Les premiers véhicules de pompiers arrivent sur place quelques minutes avant 01h00. Les soldats du feu contactent aussitôt par téléphone le fournisseur d'électricité d'OVHCloud, Strasbourg Electricité Réseaux, pour solliciter une coupure des deux alimentations haute tension du complexe. L'opérateur confirme au JDN avoir reçu cet appel peu avant 1 heure : "Nos équipes techniques ont immédiatement été alertées en vue d'être envoyées sur le lieu du sinistre pour identifier les risques de sécurité et l'état de la situation", précise un porte-parole.

En attendant, le réseau électrique interne de l'infrastructure d'OVH n'est, lui, pas coupé. A 01h10, un client de l'entreprise relève sur sa console l'explosion de la température d'un serveur (voir tweet ci-dessous). Elle passe en 45 minutes de 50-55 degrés à près de 90. Le feu, dont la température oscille entre 1 200 et 1 500 degrés, n'a pas encore embrasé la machine à cette minute. Mais la hausse exponentielle de la chaleur prouve qu'il se rapproche à grands pas.

Dans la demi-heure qui suit, les baies localisées dans le centre de données en flammes commencent à tomber progressivement. "J'ai perdu toute communication avec mon serveur dédié installé sur SBG2 à 01h11", constate un client sur le forum de La Fibre un client. Un autre réagit en évoquant un VPS (virtual private server) qui ne répondait plus à 1h13 avant "une coupure complète une demi-heure après" (voir la capture de la console de monitoring ci-dessous).

Ouvert en 2012, SBG2 est équipé d'un système de ventilation par air ambiant basé sur la différence de pression entre le haut et le bas de l'édifice. Une climatisation naturelle dont le rapport performance/coût est suroptimisé. Revers de la médaille : elle favorise la propagation du feu. Toujours en fonctionnement à ce jour, un autre data center d'OVH est conçu sur le même modèle. Installé au siège social du groupe à Roubaix, il a été inauguré en juin 2011. Baptisé Roubaix 4 (RBX4), il affiche une capacité de 1 000 baies et 35 000 serveurs, contre 590 baies pour environ 12 000 serveurs pour SBG2.

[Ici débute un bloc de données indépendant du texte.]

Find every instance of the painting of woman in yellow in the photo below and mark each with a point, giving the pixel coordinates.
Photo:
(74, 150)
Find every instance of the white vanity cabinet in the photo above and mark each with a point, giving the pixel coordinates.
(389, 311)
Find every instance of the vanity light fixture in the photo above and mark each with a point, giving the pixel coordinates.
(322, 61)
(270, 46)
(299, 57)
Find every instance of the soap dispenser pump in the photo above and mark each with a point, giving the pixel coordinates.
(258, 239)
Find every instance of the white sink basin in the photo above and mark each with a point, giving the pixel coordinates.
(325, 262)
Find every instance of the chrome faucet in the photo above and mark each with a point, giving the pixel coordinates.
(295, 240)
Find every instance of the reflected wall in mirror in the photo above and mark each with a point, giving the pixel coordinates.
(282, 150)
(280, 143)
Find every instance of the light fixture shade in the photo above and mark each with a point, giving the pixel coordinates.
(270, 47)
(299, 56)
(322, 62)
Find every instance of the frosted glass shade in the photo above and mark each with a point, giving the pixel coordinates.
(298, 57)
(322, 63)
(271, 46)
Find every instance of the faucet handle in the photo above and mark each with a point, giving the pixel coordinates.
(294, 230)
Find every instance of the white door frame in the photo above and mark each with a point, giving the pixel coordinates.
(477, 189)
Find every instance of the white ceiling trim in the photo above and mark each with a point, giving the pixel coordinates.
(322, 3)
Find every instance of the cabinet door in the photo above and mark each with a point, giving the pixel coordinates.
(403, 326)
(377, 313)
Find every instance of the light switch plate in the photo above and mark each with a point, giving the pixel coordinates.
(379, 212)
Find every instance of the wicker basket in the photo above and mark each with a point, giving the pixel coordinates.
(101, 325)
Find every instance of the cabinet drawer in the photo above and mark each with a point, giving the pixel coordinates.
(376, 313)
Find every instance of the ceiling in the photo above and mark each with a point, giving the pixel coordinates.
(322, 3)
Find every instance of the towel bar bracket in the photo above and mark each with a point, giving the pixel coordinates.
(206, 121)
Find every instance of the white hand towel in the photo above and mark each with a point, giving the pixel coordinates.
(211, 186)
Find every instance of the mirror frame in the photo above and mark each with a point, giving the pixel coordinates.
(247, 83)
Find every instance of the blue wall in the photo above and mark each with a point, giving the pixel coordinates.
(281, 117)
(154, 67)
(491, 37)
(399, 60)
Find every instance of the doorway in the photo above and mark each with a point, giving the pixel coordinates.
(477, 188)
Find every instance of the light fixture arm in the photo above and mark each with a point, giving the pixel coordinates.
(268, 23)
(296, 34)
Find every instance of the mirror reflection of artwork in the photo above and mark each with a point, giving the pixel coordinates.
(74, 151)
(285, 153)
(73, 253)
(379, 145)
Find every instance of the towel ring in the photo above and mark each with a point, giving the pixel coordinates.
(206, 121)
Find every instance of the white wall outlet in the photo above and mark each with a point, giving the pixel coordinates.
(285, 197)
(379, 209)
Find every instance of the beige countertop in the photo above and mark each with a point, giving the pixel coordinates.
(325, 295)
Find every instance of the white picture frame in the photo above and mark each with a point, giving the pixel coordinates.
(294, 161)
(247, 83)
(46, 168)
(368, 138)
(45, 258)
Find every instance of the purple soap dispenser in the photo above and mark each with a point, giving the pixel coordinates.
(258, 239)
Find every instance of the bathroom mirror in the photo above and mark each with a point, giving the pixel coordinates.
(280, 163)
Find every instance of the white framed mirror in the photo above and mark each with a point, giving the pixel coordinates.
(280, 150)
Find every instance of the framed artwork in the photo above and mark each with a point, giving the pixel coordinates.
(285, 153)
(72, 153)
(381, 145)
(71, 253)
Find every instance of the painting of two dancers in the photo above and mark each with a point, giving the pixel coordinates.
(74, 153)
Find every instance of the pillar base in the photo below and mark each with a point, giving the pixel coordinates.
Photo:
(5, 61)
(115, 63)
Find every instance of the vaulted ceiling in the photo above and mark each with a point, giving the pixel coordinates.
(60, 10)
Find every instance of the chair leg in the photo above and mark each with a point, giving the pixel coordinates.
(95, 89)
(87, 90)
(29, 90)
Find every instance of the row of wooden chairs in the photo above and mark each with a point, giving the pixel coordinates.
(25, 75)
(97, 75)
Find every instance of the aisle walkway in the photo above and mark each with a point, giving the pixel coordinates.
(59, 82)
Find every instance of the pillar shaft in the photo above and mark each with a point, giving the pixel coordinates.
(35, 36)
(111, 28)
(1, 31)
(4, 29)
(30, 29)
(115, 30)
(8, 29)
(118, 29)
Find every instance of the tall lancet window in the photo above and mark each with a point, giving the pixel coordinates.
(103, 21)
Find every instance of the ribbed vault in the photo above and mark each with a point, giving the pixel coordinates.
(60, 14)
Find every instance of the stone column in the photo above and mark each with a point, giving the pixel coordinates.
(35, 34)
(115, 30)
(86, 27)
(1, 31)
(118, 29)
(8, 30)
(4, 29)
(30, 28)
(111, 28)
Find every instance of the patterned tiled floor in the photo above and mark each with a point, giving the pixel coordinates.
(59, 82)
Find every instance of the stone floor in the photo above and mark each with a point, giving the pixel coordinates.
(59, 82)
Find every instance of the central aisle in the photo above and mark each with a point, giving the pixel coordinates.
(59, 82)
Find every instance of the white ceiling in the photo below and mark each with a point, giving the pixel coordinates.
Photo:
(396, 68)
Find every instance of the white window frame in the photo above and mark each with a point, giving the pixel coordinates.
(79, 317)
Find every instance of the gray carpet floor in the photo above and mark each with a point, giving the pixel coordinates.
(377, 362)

A 01h15, un faible vent de sud pousse la fumée vers Strasbourg 3 (SBG3), mitoyen de SBG2 au nord. Elle se glisse peu à peu dans l'édifice. La grande majorité des serveurs de SBG3 sera touchée par des suies. Pour les remettre en fonction au plus vite, OVH mobilisera par la suite 80 personnes pour nettoyer 600 à 700 machines par jour. En parallèle, il déploiera une seconde chaîne de nettoyage sur son usine de Croix.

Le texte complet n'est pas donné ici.